Businesses aren’t assigned customers based on residential location by political authority. They have to provide goods and services that customers will voluntarily buy. That’s why productivity and customer satisfaction is higher in the private sector. Competition.
Introduce it into K-12 education, and you’ll see tremendous improvements.
Boonton
Nov 9 2004 at 10:01am
1. It’s already there. You are perfectly free to open your own private K-12 school. If your way of providing education is more efficient and productive then parents will find it worthwhile to pay you.
2. Who exactly are the customers here? Isn’t the customer the person spending the money in most cases? If the taxpayer is that person then wouldn’t he expect to have a lot of say in how the money is spent? vouchers are, essentially, telling the customer he will have a lot less control over how his money is spent. That’s why they seem to be defeated except in areas where the customers essentially can’t trust themselves (inner city school systems).
cb
Nov 9 2004 at 1:39pm
Boonton –
1. If parents could send their kid to that school and get a credit on there property taxes for the tuition, I would imagine there would be a mass exodus from public schools. Because the second condition isn’t there, only the rich can have there child get a decent education.

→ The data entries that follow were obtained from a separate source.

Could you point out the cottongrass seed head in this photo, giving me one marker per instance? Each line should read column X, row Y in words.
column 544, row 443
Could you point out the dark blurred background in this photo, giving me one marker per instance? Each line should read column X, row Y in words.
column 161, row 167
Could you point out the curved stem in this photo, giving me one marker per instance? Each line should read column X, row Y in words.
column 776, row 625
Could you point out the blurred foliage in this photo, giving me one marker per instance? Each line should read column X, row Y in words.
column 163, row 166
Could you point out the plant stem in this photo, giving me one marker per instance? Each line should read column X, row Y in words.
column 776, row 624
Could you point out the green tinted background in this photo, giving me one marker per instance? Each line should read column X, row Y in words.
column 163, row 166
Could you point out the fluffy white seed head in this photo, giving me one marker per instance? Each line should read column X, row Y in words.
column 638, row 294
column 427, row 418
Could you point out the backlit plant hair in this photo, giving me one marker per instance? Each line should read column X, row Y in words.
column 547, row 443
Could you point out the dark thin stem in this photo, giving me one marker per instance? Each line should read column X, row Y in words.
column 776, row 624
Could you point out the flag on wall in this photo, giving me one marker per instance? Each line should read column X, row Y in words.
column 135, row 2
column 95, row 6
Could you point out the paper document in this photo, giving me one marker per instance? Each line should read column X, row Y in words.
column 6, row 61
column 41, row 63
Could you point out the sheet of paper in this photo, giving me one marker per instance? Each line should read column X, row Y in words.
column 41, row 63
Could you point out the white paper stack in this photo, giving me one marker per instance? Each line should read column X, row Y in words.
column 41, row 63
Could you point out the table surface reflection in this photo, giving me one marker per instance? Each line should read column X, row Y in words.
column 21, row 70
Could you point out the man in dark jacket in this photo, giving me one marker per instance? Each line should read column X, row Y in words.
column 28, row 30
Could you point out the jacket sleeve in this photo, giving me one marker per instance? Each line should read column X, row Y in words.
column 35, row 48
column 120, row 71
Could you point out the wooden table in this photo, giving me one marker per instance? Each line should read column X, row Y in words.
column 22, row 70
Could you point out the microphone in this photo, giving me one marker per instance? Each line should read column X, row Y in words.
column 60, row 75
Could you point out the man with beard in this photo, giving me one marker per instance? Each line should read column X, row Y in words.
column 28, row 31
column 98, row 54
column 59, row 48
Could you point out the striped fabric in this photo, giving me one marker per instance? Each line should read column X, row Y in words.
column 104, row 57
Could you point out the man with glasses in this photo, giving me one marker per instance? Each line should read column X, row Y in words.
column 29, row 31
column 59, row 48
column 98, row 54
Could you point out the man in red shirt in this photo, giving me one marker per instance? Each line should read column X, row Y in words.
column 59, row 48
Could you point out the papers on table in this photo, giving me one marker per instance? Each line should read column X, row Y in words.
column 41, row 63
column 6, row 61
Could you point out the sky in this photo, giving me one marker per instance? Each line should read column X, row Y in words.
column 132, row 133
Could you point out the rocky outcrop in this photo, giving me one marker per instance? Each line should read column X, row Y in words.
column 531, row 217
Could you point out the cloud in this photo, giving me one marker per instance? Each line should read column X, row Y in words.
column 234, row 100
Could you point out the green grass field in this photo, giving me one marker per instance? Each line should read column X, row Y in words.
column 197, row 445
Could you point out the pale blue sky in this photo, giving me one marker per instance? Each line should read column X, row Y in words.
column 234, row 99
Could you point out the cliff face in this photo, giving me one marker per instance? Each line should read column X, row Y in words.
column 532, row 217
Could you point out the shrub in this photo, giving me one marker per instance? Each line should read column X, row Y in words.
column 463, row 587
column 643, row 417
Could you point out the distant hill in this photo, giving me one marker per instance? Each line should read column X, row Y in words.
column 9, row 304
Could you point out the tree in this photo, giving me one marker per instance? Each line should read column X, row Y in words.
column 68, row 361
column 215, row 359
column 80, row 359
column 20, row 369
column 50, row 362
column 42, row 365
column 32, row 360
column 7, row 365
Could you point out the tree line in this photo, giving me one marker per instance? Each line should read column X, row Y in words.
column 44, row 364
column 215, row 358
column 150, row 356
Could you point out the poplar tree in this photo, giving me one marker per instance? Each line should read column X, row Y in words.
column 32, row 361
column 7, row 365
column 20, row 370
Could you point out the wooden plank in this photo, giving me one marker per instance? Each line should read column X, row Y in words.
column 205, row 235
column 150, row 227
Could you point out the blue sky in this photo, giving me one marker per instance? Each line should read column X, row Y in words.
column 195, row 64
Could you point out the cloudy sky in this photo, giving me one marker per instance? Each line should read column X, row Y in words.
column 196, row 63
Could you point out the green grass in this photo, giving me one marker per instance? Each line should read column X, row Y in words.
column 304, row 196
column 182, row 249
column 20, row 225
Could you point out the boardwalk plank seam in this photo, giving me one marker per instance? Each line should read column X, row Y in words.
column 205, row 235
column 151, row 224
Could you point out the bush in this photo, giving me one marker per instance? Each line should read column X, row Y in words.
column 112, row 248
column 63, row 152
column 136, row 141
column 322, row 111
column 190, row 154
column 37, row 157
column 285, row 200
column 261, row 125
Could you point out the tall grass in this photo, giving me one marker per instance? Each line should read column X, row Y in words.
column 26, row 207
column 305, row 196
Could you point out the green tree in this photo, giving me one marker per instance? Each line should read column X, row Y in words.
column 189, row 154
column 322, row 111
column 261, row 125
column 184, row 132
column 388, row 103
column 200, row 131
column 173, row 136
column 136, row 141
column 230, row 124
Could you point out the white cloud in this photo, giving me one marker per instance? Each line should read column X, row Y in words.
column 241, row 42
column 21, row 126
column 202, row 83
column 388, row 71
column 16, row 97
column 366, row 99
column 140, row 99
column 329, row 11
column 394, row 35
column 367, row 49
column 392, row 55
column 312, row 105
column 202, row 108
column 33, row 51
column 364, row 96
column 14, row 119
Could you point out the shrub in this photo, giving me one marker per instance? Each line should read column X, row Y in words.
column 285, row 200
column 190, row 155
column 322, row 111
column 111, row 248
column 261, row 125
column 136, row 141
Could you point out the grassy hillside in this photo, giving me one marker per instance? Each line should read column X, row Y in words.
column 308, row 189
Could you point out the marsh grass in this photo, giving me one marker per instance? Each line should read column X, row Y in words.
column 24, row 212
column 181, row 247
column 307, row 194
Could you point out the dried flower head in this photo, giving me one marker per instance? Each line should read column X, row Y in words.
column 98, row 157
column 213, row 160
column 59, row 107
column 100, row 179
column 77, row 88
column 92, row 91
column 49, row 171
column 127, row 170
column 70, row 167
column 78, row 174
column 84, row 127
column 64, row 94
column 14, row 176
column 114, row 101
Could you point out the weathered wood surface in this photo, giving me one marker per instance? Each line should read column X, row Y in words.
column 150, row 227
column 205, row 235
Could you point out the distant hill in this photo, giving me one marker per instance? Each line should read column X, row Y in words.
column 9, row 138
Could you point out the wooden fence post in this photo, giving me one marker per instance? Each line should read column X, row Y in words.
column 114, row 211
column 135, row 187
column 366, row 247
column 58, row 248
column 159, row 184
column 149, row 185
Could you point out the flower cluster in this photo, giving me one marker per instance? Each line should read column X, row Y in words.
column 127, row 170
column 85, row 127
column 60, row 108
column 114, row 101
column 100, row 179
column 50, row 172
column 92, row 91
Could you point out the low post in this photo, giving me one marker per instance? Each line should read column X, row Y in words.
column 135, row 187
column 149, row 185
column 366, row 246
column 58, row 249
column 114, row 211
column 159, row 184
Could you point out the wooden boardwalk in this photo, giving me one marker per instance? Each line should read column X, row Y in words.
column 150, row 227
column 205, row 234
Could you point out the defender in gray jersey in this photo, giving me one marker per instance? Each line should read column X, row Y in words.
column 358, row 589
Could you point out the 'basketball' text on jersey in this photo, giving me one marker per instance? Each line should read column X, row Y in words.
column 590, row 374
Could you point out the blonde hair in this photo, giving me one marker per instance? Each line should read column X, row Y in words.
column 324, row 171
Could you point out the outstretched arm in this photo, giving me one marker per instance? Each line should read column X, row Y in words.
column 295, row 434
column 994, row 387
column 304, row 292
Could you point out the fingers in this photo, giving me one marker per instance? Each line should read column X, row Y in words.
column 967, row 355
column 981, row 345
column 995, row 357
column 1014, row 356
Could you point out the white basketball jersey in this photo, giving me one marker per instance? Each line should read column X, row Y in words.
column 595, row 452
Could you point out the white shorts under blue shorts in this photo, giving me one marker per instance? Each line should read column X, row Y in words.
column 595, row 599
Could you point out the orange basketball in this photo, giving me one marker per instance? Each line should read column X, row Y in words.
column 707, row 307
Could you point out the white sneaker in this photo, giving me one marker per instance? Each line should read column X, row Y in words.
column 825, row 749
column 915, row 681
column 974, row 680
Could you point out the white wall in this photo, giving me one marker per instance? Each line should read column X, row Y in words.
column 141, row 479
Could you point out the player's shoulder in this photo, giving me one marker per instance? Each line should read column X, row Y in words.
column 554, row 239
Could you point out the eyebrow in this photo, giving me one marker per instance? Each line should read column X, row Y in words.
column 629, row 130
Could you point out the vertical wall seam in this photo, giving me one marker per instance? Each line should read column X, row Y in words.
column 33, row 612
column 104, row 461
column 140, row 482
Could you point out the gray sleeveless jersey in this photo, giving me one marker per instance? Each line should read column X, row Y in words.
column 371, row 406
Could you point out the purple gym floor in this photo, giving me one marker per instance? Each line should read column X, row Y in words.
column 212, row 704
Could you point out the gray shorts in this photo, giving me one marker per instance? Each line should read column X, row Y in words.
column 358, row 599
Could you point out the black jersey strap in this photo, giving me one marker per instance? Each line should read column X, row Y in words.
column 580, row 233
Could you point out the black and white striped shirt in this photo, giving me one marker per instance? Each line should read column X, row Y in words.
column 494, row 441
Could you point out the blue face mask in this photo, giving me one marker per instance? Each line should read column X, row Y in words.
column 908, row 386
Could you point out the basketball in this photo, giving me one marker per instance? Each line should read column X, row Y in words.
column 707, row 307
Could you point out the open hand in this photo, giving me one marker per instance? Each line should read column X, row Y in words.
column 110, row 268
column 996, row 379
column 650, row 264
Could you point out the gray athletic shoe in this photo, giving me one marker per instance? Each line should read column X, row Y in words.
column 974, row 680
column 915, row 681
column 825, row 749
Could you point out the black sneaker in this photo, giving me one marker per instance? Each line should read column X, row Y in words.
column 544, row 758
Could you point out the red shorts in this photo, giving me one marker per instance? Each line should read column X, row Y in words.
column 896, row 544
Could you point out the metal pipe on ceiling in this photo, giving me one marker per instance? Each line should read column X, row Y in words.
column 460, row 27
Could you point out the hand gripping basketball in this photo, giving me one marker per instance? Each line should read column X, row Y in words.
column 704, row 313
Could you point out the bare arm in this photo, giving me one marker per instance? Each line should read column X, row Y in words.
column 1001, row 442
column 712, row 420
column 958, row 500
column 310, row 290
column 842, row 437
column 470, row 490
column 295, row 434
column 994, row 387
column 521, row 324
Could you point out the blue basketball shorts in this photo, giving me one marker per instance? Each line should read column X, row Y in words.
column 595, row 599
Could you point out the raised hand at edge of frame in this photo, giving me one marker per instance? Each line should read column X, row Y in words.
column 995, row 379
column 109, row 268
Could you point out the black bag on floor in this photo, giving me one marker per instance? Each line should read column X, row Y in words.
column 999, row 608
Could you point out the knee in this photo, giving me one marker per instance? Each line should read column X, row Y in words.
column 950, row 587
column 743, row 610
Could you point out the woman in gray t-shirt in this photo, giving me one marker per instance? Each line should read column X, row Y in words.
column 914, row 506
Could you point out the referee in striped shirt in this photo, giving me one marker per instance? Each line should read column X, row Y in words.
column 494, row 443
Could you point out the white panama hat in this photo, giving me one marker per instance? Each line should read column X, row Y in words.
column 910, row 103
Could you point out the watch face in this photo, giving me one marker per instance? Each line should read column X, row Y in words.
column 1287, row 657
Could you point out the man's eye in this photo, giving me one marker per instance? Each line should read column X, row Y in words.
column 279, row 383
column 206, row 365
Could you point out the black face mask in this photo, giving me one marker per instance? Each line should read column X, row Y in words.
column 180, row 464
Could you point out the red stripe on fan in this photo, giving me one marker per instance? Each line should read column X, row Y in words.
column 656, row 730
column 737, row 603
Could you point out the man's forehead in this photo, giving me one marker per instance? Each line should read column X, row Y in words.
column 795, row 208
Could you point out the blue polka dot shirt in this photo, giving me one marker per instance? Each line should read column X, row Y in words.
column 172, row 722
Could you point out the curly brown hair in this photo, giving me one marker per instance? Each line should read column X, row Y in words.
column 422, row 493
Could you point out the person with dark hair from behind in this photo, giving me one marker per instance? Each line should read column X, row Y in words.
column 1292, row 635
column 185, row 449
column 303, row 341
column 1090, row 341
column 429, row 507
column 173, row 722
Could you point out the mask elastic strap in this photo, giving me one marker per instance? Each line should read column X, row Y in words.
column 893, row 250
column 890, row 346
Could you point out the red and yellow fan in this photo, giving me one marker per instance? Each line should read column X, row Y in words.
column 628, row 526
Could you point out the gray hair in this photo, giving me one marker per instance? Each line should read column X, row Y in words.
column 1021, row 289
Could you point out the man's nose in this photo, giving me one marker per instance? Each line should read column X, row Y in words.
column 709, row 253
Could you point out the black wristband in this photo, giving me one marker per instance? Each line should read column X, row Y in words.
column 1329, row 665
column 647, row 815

2. Funds remitted through intermediaries are arguably customers. In other words, my ‘choice’ is paid for by taxes, which is set by the entire community, and then the cash goes to the gov’t, which is then distributed to the school. If I have a voucher, that is good for education dollars, and I personally choose to whom I give that voucher, I feel I have infinitely more control. I personally decide how much I want to pay and to whom I give it to, it’s not a series of collective decisions.
Boonton
Nov 9 2004 at 2:27pm
cb
1. I suspect you are incorrect otherwise why do so many local communities insist on running a school when they can just issue vouchers in their place? Needless to say no one has established that only the rich get a ‘decent education’.
2. ‘arguably’ is the key word in your second point. Parents are not spending their own money but someone else’s. The customers here are the taxpayers who want to pay for good schools and presumably they also want a say in what they are funding. Vouchers is, in essence, giving checks out to parents and disconnecting the taxpayer from how their money is spent. This is why I suspect most of the activity for vouchers has been to impose them on ‘other people’.
rick doll
Nov 9 2004 at 11:47pm
With regard to the Department of Education, since it’s acronymic title is so easily confused with the Department of Energy, could it be re-named Department of Public Education?